Durante todos os pleitos eleitorais, milhares de cidadãos dedicam-se a trabalhar como mesários para garantir que o processo democrático aconteça de maneira fluida e organizada. No entanto, a tarefa, que já é em grande parte considerada árdua e cansativa, tem seus desafios ainda mais exacerbados quando a infraestrutura e os recursos fornecidos não são satisfatórios. Foi nesse contexto que um episódio curioso e, ao mesmo tempo, preocupante veio à tona nas recentes eleições: um mesário, identificado como Ademir de Souza, acabou sendo afastado de suas funções por se envolver em atividades de cunho promocional em troca de lanches melhores durante o turno eleitoral.
Ademir, segundo fontes, estava promovendo de maneira explícita um candidato denominado Tomás do iFood. Não se tratava de um ato de militância tradicional ou mesmo uma tentativa de coerção política. Ao contrário, a motivação revelada era quase prosaica: a melhoria dos lanches oferecidos aos mesários. Dentre suas ofertas ‘culinárias’ para persuadir tanto eleitores quanto colegas de trabalho estava um misto-quente gelado e uma garrafa de tubaína aquecida. Parece até ironia ou piada, mas ilustra bem o ponto a que a insatisfação pode chegar quando questões práticas básicas, como alimentação, são negligenciadas em um processo tão crucial.
Para muitos, a associação de Ademir com a campanha de Tomás parecia risível, uma espécie de teatro do absurdo político. De fato, o próprio Ademir defendeu suas ações com um argumento que ganhou eco entre muitos mesários: ‘se precisamos aguentar longas horas de trabalho numa função indigesta, ao menos que o lanche seja uma luz no fim do túnel’. O argumento, ainda que inusitado, reflete um sentimento de negligência e desconexão entre responsabilidade e recompensa, com descaso pelas condições mínimas de trabalho impostas a esses cidadães trabalhadores
Esta preocupante combinação de ativismo inusitado em mesas fixas de votação com o ressentimento crescente em qualquer relação de trabalho de baixa remuneração ou voluntarismo, como o de mesários, traz à luz questões mais amplamente políticas e sociais.

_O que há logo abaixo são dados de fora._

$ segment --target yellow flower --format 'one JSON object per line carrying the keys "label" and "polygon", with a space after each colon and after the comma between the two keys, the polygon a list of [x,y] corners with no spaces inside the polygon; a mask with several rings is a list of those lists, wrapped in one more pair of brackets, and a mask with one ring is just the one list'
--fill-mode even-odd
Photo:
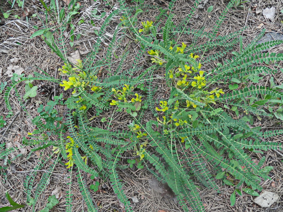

Primeiro, há a indagação: como pode um Estado ou município esperar que o eleitorado aceite ser mesário (geralmente um papel forçado a ser cumprido sob risco de pena de outras atividades cívicas) se a contrapartida é um alimento de baixa qualidade e desdém pelas necessidades básicas de quem ali trabalha?
Quanto mais se reflete, questões de maior amplitude ganham força: estamos tratando deste inusitado evento como um reflexo mais profundo de uma sociedade que, muitas vezes, prefere superficiais soluções imediatistas ao invés de se engajar em revitalizar por completo sistemas e estruturas operacionais? O debate adentra, então, em território delicado: a natureza das promessas políticas, tanto em sua credibilidade quanto em sua capacidade de tocar o cotidiano das pessoas.
Outra crítica que surge a partir desse episódio é a própria exploração do espaço cívico como palanque culinário político. Partidos e candidatos devem focar em promessas políticas que realmente impactem e não na armadilha da troca venal de um voto por uma garrafa de soda aquecida. Isso levanta a questão mais central: até que ponto é a responsabilidade deles em fazer com que o exercício da cidadania com reflexão e participação ativa seja embandeirada como principal petição de campanha?
Enquanto muitos podem encarar o episódio com Ademir e sua ‘política da tubaína quente’ como apenas uma anedota — uma brincadeira que ilustra as condições de eleição no Brasil — a questão levantada permanece vital. Quanto tempo levará para que a plenitude do diálogo político e as promessas comece realmente na tangibilidade do dia a dia, mesmo em algo tão simples quanto um lanche em um local de votação? Os lanches podem parecer triviais diante do grande espetáculo da democracia em jogo durante as eleições. Contudo, a alimentação, enfatizamos, se estabelece não só como uma função vital, mas como uma metáfora contundente das condições de trabalho de nossos cidadãos.